2017年9月10日日曜日

2年間、その名を知りたかった植物、『ビロードモウズイカ』

嬉しい!
これまで、何という植物なのか2年に渡って知りたかったが、分からずにいた植物。
この正体が分かったのだ。
先日、枯れた姿をこのブログで紹介していたら、親切な方が教えてくれた。
それは『ビロードモウズイカ』という植物だった。

その植物は、花が咲いていた時はこんな感じ。
今年の6月初めには、背高く花穂を伸ばして咲いていた。
この花は8月の終わりまで咲き続けた。
この黄色い花を見た通りすがりの人から、『この花は何という花?』と何度か尋ねられたのだが、いつも答えられず、モヤモヤした気分が続いていた。

この植物が最初に花壇に姿を現したのは、昨年の春
雑草なのか園芸植物なのか分からなかったが、花が咲いたら、何という植物かわかるだろうと思って、花が咲くまで見ていくことにした。
こちらは昨年8月の写真。
グングン大きくなり、雑草とは思えぬ風貌をしていた。
この植物、夏の暑さでは息苦しく感じるほど分厚い大きな葉で、ビロードという名が付いているのが納得できた。
昨年は、今にも花をつけるのでは?と期待して見ていたのだが。。
葉の表面に綿毛が密生し、まさにビロード。
結局、この年は花も付けず、いつの間にか姿も見えなくなっていた。

もうお目にかかることはないのだろう、と思っていた矢先、この春同じ場所に現れた。
そう、このビロードモウズイカは2年草だったのだ。
そして育ち方は、1年目よりはるかに力強かった。
栄養を吸収するしっかりした根が地下に広がっていたのだろう。
周りのチューリップなどを押しやって、昨年以上にパワフルな出で立ちだった。
そして今年の5月中旬には、中央付近が上方に伸びてきたと思ったら真ん中に蕾らしいものが姿を現したのだ。
元気の育つ株の中心にその蕾は現れた。
葉が上に向かってせせり出て、その中央はどう見ても蕾だろうと思えた。
その後、期待を持って、蕾と思われるところを見ていたら、1週間もしないうちに黄色い花を見せた。
ついに現れた花。
これから、天に向かってどんどん花茎が伸びていった。
その後、幾つかの花茎が上の方の葉の間からも顔を出し、やはり上方に伸びていった。

一旦花が咲き始めた後、花期は非常に長かった。
5月の終わりから、8月の終わりまで花が咲き続けたのだ。
花が咲いたら、この花の名前を誰かさんに教えてもらえると思っていたのだが、誰もこの花の名を知る人はいなかった。

そうしているうちに、今年の8月の終わりに花が枯れて、今はこんな感じで種を乾かしている。
高さが2mほどになっていたので、枯れた後も存在感はすごい。
近日中に、邪魔になりにくい場所に、この種をまいておくことにしよう。
で、先日枯れたところの写真をこのブロクに載せたら、この植物が『ビロードモウズイカ』であることを教えてもらったのだ。
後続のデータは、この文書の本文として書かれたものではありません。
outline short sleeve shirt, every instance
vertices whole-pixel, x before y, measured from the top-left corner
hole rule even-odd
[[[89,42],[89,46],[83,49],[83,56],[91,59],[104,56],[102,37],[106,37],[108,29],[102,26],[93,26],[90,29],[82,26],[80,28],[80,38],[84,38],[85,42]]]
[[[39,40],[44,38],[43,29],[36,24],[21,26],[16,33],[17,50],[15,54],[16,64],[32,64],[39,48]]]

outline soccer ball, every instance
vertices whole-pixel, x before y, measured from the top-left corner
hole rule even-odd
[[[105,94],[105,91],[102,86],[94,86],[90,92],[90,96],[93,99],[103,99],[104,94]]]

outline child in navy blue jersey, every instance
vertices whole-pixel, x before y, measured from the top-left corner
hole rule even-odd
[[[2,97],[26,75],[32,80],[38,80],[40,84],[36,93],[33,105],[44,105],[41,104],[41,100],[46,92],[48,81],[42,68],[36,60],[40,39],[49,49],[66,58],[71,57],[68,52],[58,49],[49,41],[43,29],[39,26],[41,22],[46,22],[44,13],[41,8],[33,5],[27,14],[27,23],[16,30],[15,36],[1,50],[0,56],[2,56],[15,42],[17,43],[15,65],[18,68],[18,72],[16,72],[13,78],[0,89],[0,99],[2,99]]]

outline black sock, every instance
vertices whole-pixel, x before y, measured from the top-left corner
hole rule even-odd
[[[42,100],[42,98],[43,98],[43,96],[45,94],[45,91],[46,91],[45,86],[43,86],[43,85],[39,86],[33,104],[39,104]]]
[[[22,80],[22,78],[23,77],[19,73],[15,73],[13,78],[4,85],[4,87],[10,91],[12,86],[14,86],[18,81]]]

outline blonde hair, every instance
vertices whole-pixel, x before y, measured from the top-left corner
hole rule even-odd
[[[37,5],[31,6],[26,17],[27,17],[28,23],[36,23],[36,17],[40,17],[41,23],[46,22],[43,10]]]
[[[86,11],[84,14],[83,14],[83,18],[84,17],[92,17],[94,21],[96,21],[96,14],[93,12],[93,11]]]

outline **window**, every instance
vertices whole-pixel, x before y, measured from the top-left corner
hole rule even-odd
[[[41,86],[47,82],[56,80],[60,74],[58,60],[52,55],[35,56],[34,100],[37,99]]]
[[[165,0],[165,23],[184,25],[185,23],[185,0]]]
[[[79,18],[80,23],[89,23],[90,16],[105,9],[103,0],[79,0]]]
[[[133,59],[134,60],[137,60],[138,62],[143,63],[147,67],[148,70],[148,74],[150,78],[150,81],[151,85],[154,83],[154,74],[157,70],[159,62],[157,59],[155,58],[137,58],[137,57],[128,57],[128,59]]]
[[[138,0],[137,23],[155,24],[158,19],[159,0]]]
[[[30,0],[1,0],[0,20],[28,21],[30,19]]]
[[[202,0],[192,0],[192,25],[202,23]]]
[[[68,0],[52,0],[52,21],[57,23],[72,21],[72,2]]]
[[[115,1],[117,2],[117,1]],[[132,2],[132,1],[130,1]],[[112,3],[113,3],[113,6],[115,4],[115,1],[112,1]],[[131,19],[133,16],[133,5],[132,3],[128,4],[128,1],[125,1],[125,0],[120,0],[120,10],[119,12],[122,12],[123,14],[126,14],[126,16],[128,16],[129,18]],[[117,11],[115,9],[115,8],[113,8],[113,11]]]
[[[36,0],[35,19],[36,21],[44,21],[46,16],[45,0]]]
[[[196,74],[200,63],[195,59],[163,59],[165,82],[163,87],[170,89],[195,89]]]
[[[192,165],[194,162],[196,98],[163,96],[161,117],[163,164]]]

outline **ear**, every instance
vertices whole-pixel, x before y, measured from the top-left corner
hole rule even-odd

調べてみると、このビロードモウズイカ(Verbascum Thapsus)という植物、地中海が原産で日のよく当たるところに自生するらしい。
日本には明治時代に観賞用に「ニワタバコ」という名で入っていたらしいが、今では日当たりの良い場所で、全国的に広がり自生しているらしい。
草丈は1.5m〜2mくらいになるとの頃で、我が家のものは2mあったので、十分発育が良い方だったと思われる。
葉は、タバコのように巻いて吸うことで、喘息などに効果があり、
ハーブとしてはマレインと呼ばれ、やはり葉や花が使えるらしい。
来年も育てることができれば、気管支の弱い私には役に立ちそうだ。
枯れた花茎には6mmくらいの2つに裂けた果実がある。
この中に通さな種が多数入っているのだ。
種の大きさは1mm以下でとても小さいので、一株から取れる種は22万粒とも言われている。
しかも、その種は10年以上発芽能力があるらしい。
だから、こんな種が落ちている土壌はシードバンクと呼ばれるのだそうだ。

この『ビロードモウズイカ』、存在感のある花だし、ハーブとしても使えることがわかったので、邪魔にならない場所をシードバンクにして育ててみることにしよう。